Laboratoire Eau Environnement Systèmes Urbains (Leesu) UMR MA 102-AgroParisTech, Université Paris-Est, 6-8 avenue Blaise Pascal Cité, Descartes, FR 77455, Champs sur Marne, France.
BMC Microbiol. 2013 Dec 3;13:277. doi: 10.1186/1471-2180-13-277.
The environment is the likely source of many pathogenic mycobacterial species but detection of mycobacteria by bacteriological tools is generally difficult and time-consuming. Consequently, several molecular targets based on the sequences of housekeeping genes, non-functional RNA and structural ribosomal RNAs have been proposed for the detection and identification of mycobacteria in clinical or environmental samples. While certain of these targets were proposed as specific for this genus, most are prone to false positive results in complex environmental samples that include related, but distinct, bacterial genera. Nowadays the increased number of sequenced genomes and the availability of software for genomic comparison provide tools to develop novel, mycobacteria-specific targets, and the associated molecular probes and primers. Consequently, we conducted an in silico search for proteins exclusive to Mycobacterium spp. genomes in order to design sensitive and specific molecular targets.
Among the 3989 predicted proteins from M. tuberculosis H37Rv, only 11 proteins showed 80% to 100% of similarity with Mycobacterium spp. genomes, and less than 50% of similarity with genomes of closely related Corynebacterium, Nocardia and Rhodococcus genera. Based on DNA sequence alignments, we designed primer pairs and a probe that specifically detect the atpE gene of mycobacteria, as verified by quantitative real-time PCR on a collection of mycobacteria and non-mycobacterial species. The real-time PCR method we developed was successfully used to detect mycobacteria in tap water and lake samples.

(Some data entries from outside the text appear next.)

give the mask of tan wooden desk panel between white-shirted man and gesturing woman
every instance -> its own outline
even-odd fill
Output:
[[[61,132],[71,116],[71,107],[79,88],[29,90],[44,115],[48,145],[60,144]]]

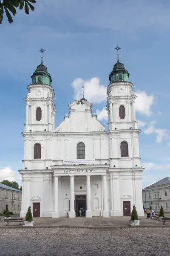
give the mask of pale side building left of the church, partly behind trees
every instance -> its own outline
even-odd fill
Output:
[[[9,212],[20,213],[21,191],[0,183],[0,213],[8,207]]]

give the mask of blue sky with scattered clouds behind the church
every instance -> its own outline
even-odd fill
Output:
[[[170,3],[37,0],[34,6],[30,15],[18,10],[13,24],[5,17],[0,25],[0,180],[15,179],[21,184],[17,170],[23,159],[23,99],[40,64],[38,50],[46,50],[44,64],[56,94],[55,126],[85,84],[85,98],[107,129],[103,92],[116,63],[116,45],[122,48],[119,59],[138,96],[139,150],[146,167],[142,186],[170,176]]]

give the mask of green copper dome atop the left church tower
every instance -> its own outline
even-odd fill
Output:
[[[31,76],[32,84],[48,84],[51,85],[52,79],[50,74],[47,71],[42,63],[37,67],[35,72]]]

The results indicate that this real-time PCR method targeting the atpE gene can serve for highly specific detection and precise quantification of Mycobacterium spp. in environmental samples.

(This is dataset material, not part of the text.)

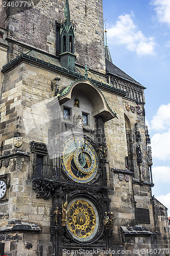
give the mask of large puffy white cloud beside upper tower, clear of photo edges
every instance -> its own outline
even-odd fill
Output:
[[[116,24],[108,29],[109,44],[125,45],[137,55],[153,55],[156,45],[153,37],[146,37],[134,24],[132,14],[118,17]]]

环境可能是许多致病性分枝杆菌的来源,但通过细菌学工具检测分枝杆菌通常较为困难且耗时。因此,已经提出了几种基于管家基因、非功能 RNA 和结构核糖体 RNA 序列的分子靶标,用于在临床或环境样本中检测和鉴定分枝杆菌。虽然其中一些靶标被提议为该属的特异性靶标,但大多数在包含相关但不同的细菌属的复杂环境样本中容易出现假阳性结果。如今,测序基因组数量的增加以及用于基因组比较的软件的可用性为开发新的、分枝杆菌特异性的靶标以及相关的分子探针和引物提供了工具。因此,我们进行了一次计算机搜索,以寻找仅存在于结核分枝杆菌 H37Rv 基因组中的蛋白质,以便设计敏感和特异的分子靶标。
在结核分枝杆菌 H37Rv 的 3989 个预测蛋白质中,只有 11 个蛋白质与分枝杆菌属的基因组具有 80%到 100%的相似性,与密切相关的棒状杆菌、诺卡氏菌和红球菌属的基因组的相似性小于 50%。基于 DNA 序列比对,我们设计了引物对和探针,特异性检测分枝杆菌的 atpE 基因,这通过对一系列分枝杆菌和非分枝杆菌的定量实时 PCR 得到验证。我们开发的实时 PCR 方法成功地用于检测自来水中和湖泊样品中的分枝杆菌。
结果表明,该针对 atpE 基因的实时 PCR 方法可用于环境样本中分枝杆菌的高度特异性检测和精确定量。